I ordered the part, and haven’t even tried starting it since. 

my question is what do I do now (after I install the new part of course)? Should I drain the radiator and put all new fluid in it first? Change the oil first?? I know it could of done damage & im hoping to mitigate any further. I don’t know why I didn’t notice a different sound when the belt came off the fan… Maybe because I was debating with my 77-year-old mother who insists on being part of everything even though it’s been years she’s done any farming herself. 

I heard no difference in the motor but I would imagine that it heated up real fast once that part broke and the belt came off. Now I’m scared to death to even start it without first doing everything I can to make sure I don’t do further damage. I could just kill myself because this is my very first John Deere and I’ve always wanted a John Deere tractor. I bought the tractor with 3100 hours on it, and my dear friend who passed away said that it had been taken care of very well and should last year‘s as long as I took care of it. The nearest John Deere dealership is 100 miles away and they charge a hell of a lot to come out and look at something and I know no other mechanics.

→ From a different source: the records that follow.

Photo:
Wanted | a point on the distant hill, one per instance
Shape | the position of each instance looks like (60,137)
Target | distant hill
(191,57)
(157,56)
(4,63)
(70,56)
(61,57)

I’m hoping that someone here on this forum can guide me on what to do next before I start it again.


----------



## Hoodoo Valley (Nov 14, 2006)

Welcome to the forum! I'd top off your coolant and run it, but is attention to things such as off noises and be prepared to shut it down, but unless you severely overheated it to where oil was bubbling out you head gasket seal, your most likely okay.


----------



## BigT (Sep 15, 2014)

Hello J VanD, welcome to the tractor forum.

The engine didn't get extremely hot if the flasher just started when you were observing the high reading on the temperature gauge. All you have to do is top up the coolant (don't use water) after getting the Idler and belt back in operation. Use the recommended John Deere coolant.

This can also happen if you are working in extremely dirty conditions (dust & chaff), and the radiator becomes covered to the point that air cannot get through. When the temperature flasher comes on, the computer immediately removes the load from the engine.


----------



## J VanD (Oct 27, 2019)

BigT said:


> Hello J VanD, welcome to the tractor forum.
> 
> The engine didn't get extremely hot if the flasher just started when you were observing the high reading on the temperature gauge. All you have to do is top up the coolant (don't use water) after getting the Idler and belt back in operation. Use the recommended John Deere coolant.
> 
> This can also happen if you are working in extremely dirty conditions (dust & chaff), and the radiator becomes covered to the point that air cannot get through. When the temperature flasher comes on, the computer immediately removes the load from the engine.



The radiator, screen, and everything was pristine, hadn’t run it yet in the field to get dusty, as field prep, planting time hadn’t happened yet, so the only thing I can see that is possible would be the fan belt coming off, right? It seemed like it took a very long time to even register a temperature above a couple bars anytime I ran it, then when this happened it went from 2 bars at a low idle, got off the tractor for probably a 1/2 hour and as I sat in the seat it started flashing hot & I turned it off right away. So I should just top off the coolant and check the oil... no need to flush the radiator and replace all the coolant and all that stuff. I will do that and listen for noises... 

I miss my dear friend, the retired John Deere mechanic who died a miserable lonely death from coved-19. Without a person by his side... a overheated tractor is really nothing when the person that could of fixed it is gone in such a lonely senseless way... Thank you for your advise, and please stay safe out there. At least tractor work has social distancing built right into it.


----------



## Hoodoo Valley (Nov 14, 2006)

Sorry to hear about your friend Van. That just sucks. Plenty of people getting upset about the attempts to keep people separated right now, to slow the spread down. Really has been a game changer, no doubt. Stay safe out there and good luck with your John Deere!


----------



## BigT (Sep 15, 2014)

As you stated, "just top off the coolant and check the oil... no need to flush the radiator and replace all the coolant and all that stuff". Keep an eye on it, but everything should be normal.
Down here in Texas, we just opened the beaches and they were swarmed with people yesterday.... wish us luck....


----------